Christine looked wildly about her. The robbers were all in the tub ready to descend, and waited only for Mac Donalbain, who now embraced his wife with frantic sorrow. 'Farewell, and forgive me!' he cried, and hurried to the shaft.

'If thou hast ever loved,' shrieked Christine, clinging to Arwed's knees, 'suffer yourself this time, only this time, to be softened. Let me follow my husband. For this shall a wife leave father and mother. Hold God's word in honor, and permit an unhappy woman to descend into the bosom of the earth, from which she sprung.'

'I must do my duty; you remain behind!' decided Arwed. Meantime the windlass had commenced its revolutions, and the prisoners had disappeared in the dark and yawning gulf.

'He is gone!' moaned Christine. 'Thou hast done thy duty, barbarian; now will I do mine!'

She took the suckling from her breast, and placed it in Arwed's arms. 'Be its father!' she cried, springing to the shaft.

'Back! the tubs have already descended!' shrieked a miner, whilst Arwed hastened after her to hold her back.

'In God's name!' she exclaimed, and, grasping with both hands the tub-rope which hung suspended in the abyss, and boldly swinging herself over the shaft, she descended with frightful rapidity, and in a moment was lost to view.

'Holy God!' cried Arwed in amazement, staring with stupefaction into the horrible deep.

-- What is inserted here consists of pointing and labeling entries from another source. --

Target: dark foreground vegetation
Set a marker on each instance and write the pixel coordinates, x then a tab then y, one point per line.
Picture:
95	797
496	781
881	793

'She will never reach the bottom alive,' cried one of the miners at the windlass: 'God have mercy on her soul!'

Arwed had handed over the child to one of the miners' wives, and availed himself of the first tub which again came up, to descend into the pit for the purpose of looking after the unhappy mother, and doing every thing in his power for her welfare. The brave youth felt a slight shudder, when, by the celerity of his movement, the black, rocky walls around him, as if raised by some magic power, appeared to fly up into the air so swiftly as soon to shut out the light of day from the entrance, which appeared like a distant star shining down upon him; and, as his eyes gradually became accustomed to the obscurity, the terrors of the subterranean world became more and more distinctly and fearfully perceptible. Nothing was to be seen around him but dark gray rocks in gigantic masses, and occasionally caves and depths so immeasurable that they appeared to open into endless space. In singular contrast with the death-like appearance of all nature in these immense regions, appeared the active and busy movements of living men, who cheerfully labored to rend by force from old mother earth, that which she has so carefully hidden, and so pertinaciously withholds, from the curiosity and avarice of her children. There, upon an isolated group of projecting rocks, were the begrimmed miners, with their mining lamps, appearing in the far distance like so many fire-flies, assiduously digging with mallets and drills into the iron walls, for the purpose of gaining, in the least dangerous, though most tedious manner, the useful metal, which others then removed in troughs, baskets and handbarrows, and finally conveyed to the regions of day. Here, large fires were burning under the overhanging rocks, for the purpose of softening the hard stone by their heat, until they could be detached by their iron crow-bars. Upon slender rafters, supported by inserting their ends into the fissures of the rocks over unfathomable abysses, solitary individuals were composedly boring holes in the rocks for the purpose of blasting them; and near and far to a great distance, the darkness was illuminated by explosions which re-echoed through the natural arches of the pit like a subterranean battery of cannon.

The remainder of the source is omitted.